Thursday, January 10, 2008


The Rev. Al Sharpton wants Kelly Tilghman fired.

Guess what, cupcake? People in hell want ice water, but ain't nobody handin' 'em a glass.
Tilghman made the gaffe du jour last Friday while covering Hawaii's Mercedes-Benz Championship with co-host Nick Faldo. She and Faldo were discussing how young golfers might dethrone the golfing force of nature that is Woods. Faldo suggested up-and-comers "should just gang up for a while until ..."

"Lynch him in a back alley," Tilghman offered.

And that's about when the shit hit the fan.

Tilghman quickly realized she'd made a mistep and apologized on air. And reps for Woods said the golfer didn't take it personally. In fact, he and Tilghman are friends. The Golf Channel, Tilghman's employer and the station airing the broadcast, said the comment was a "non-issue." But good ole' Al had worked up a head full of steam over this latest in public missteps and began creating a ruckus, calling for Tilghman's ousting. And as word of the incident circulated rapidly throughout the media and blogosphere, the Golf Channel rescinded its previous stance and suspended Tilghman for two weeks.

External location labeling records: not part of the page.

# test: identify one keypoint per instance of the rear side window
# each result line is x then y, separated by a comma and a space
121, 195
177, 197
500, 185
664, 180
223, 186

But that's not enough for Rev. Al, who wants Tilghman fired, since it's still illegal to pillory someone. Sharpton said he's gonna get his group, National Action Network, to picket the Golf Channel's Orlando, Florida, headquarters.

The round reverend says it's the word -- not the person or their history -- that matters. In fact, he compared Tilghman's statement to calling for a woman to be raped or for a Jewish-American to be sent to a gas chamber. Rather interesting righteous indignation for someone who has publicly slandered Jews in the past, referring to them as "white interlopers," and calling for the segregation of New York, blacks from the Jews.

"Lynching is not murder in general. It is not assault in general. It is a specific racial term that this woman should be held accountable for," the reverend said. "What she said is racist. Whether she's a racist -- whether she runs around at night making racist statements -- is immaterial."

Big Al's right; the word is evocative of a specific period in American history. And it does conjure up images of African-Americans swinging from tree branches. But he's wrong about it being a specific racial term. The term has been around far longer than racial problems in America. And he's wrong to say that the context or a person's history and frame of mind are irrelevant.

Sharpton, of course, went so far as to say that Tilghman's comment may have been a mistake, but that it's evidence of a deep-seated and well-cloaked racism. What kind of fool makes such a blanket statement? Just because a person says something that's possibly inappropriate does not make them a racist. And just because Mussolini got the trains running on time in Italy didn't make him a decent person. What Tilghman said was a poor choice of a joke, for which she was embarrassed, as she should have been. But she's not like Don Imus, Howard Stern or any other name on a long list of people who have a history of making wildly inappropriate remarks belittling minority groups. She made an extemporaneous comment that, if circumstances were different (i.e. if Tiger were white) would have disappeared into the ether of television.
There is such a thing as being respectful of other cultures. And then there's having every square inch of the PC yardstick inserted in your rectum. Were Michael Richards' comments during his onstage meltdown wrong? With a capital "If-I-Had-a-Career-Still-It-Would-Surely-Be-Over." But the context was different. He wasn't kidding. He was most assuredly upset and attacking his hecklers in the most personal way he knew of in the moment. He unequivocally attacked the men's nationality and conjured up images that were very race specific and meant to wound. As for Imus, well, he's just a jackass who likes to torque people. But in both instances, Richards and Imus' histories were taken into account, as were the contexts of the situations. And you know what, race relations were none the worse for wear after the dust had settled. They weren't necessarily any better, but that's because both sides are clinging onto some very old ideas and indignations. And until we're willing to let those go, we're never going to get anywhere.

Sharpton's biggest problem is that he loves to hear himself speak. And he considers himself the mouthpiece for black America. Well, then, it must chafe like a sonuvabitch that Tiger Woods shrugged the whole shebang-a-bang off. But wait, this is larger than the golf pro.

"It's not about Tiger Woods," Sharpton said. "It's about the station. It's about using public airwaves to offend people."

Mr. Sharpton? It's the pot calling for you. He wanted me to tell you, you're a black kettle, sir.